This is part two of the New Year's soul food menu! I felt like these fried buttermilk hoe cakes deserved a post all their own! If you missed it, click HERE for the black-eyed pea soup and collards recipes!
I have to confess that I made this menu last night a few days before New Year's Day because I wanted to get the recipes just right so I could share them with y'all! And I also confess that I just ate two reheated hoe cakes while I typed this post. Good gracious. They are good.
Hoe cakes were aptly named by folks who used to fry these buttery, mealy pancakes on the flat part of a hoe over a fire. These days we make them in cast iron skillets! But what hasn't changed is the level of comfort and satisfaction that these little fried dudes provide. The perfect way to round out a soul food meal!
FRIED BUTTERMILK HOE CAKES
makes about 10 cakes
1 cup self-rising flour
1 cup all-purpose white cornmeal
2 tsp baking powder
3/4 tsp salt
1 tsp sugar
2 large eggs, room temperature
3/4 cup plus 3 Tbl. buttermilk, room temperature
1/3 cup water
1/4 cup vegetable oil
additional oil and several pats of butter for frying
In a medium bowl, combine dry ingredients. In a separate bowl, combine eggs and wet ingredients. Stir wet ingredients into the dry ingredients, and mix well.
Preheat a cast iron skillet or heavy non-stick skillet over medium heat. Pour in enough oil to cover the bottom in a thin layer; drop in a pat of butter and allow to melt.

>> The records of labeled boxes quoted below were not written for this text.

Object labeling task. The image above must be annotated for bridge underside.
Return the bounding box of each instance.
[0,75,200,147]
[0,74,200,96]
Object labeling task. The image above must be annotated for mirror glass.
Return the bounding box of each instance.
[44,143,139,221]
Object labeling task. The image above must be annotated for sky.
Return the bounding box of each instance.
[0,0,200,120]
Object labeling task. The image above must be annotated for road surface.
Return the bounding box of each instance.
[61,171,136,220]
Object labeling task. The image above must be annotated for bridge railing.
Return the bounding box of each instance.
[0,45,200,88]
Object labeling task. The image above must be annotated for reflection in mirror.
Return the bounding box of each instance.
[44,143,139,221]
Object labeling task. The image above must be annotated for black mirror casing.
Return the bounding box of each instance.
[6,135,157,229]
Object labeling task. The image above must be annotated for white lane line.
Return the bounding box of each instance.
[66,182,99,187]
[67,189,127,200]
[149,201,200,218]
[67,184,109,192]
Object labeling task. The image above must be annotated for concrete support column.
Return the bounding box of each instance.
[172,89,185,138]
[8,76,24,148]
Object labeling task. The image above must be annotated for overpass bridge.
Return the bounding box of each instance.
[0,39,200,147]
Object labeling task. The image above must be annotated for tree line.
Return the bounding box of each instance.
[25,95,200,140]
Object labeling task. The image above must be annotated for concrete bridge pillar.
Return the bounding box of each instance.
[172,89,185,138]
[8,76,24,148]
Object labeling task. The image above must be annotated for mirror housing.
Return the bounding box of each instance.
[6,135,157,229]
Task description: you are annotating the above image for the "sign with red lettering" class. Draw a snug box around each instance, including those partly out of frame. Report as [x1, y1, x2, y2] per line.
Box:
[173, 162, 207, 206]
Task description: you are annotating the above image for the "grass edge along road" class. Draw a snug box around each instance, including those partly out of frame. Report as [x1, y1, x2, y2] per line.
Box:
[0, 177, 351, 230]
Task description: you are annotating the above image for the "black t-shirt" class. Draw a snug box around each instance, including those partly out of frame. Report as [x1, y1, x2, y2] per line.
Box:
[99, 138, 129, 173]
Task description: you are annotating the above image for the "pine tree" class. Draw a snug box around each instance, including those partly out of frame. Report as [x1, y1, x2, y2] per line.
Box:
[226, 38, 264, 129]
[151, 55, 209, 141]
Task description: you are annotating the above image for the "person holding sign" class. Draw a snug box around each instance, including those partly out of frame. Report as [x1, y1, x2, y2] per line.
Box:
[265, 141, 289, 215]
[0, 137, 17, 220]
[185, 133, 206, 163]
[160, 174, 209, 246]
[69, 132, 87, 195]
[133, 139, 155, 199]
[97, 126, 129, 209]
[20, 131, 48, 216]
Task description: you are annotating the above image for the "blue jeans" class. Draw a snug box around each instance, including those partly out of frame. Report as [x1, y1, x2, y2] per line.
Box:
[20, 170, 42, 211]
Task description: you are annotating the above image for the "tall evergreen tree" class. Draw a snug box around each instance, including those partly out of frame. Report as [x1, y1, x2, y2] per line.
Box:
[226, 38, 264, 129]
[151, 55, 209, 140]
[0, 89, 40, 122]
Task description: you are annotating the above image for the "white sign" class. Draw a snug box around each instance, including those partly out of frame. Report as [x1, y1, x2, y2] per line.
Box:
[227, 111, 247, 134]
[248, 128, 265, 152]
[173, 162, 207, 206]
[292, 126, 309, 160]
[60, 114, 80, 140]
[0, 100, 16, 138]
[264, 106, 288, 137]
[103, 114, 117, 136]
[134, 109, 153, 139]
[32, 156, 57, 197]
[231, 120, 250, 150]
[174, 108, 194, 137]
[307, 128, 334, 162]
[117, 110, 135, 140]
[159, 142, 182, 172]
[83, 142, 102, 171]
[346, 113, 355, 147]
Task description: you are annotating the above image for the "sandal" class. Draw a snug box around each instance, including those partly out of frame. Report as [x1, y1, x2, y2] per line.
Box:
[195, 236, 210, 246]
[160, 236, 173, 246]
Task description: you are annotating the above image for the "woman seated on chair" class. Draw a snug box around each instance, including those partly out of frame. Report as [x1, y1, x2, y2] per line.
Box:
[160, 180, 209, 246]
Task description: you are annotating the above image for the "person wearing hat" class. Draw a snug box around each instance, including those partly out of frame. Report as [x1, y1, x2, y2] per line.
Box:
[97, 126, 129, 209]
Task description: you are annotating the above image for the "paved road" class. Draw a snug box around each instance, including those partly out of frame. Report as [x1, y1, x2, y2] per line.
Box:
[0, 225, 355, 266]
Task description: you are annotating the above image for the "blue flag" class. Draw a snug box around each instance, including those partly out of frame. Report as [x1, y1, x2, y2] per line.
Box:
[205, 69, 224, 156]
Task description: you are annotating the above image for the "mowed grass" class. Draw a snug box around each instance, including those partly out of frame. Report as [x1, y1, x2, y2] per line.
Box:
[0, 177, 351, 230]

Using an ice-cream scoop with a release lever, drop 3-4 globs (yes, I said globs) of batter into the skillet. Sprinkle a pinch of sea salt on top of each cake as it fries. Allow to fry for a minute or two until they are golden brown. They will puff up some while they cook. Carefully flip over and press down a little while they cook on the other side. When they're golden brown and crisp on both sides, remove and let drain on paper towels. Repeat til the batter is gone, adding more oil and butter as needed.
If you'd like to add a jalapeno to your hoe cakes, just quickly place one in the batter on top of the hoe cake while the first side is frying. Then when you flip the cake over, the jalapeno will cook into the cake.
Serve with black-eyed pea soup or red beans and rice!
Also scrumptious with honey butter! Like, super duper scrumptious.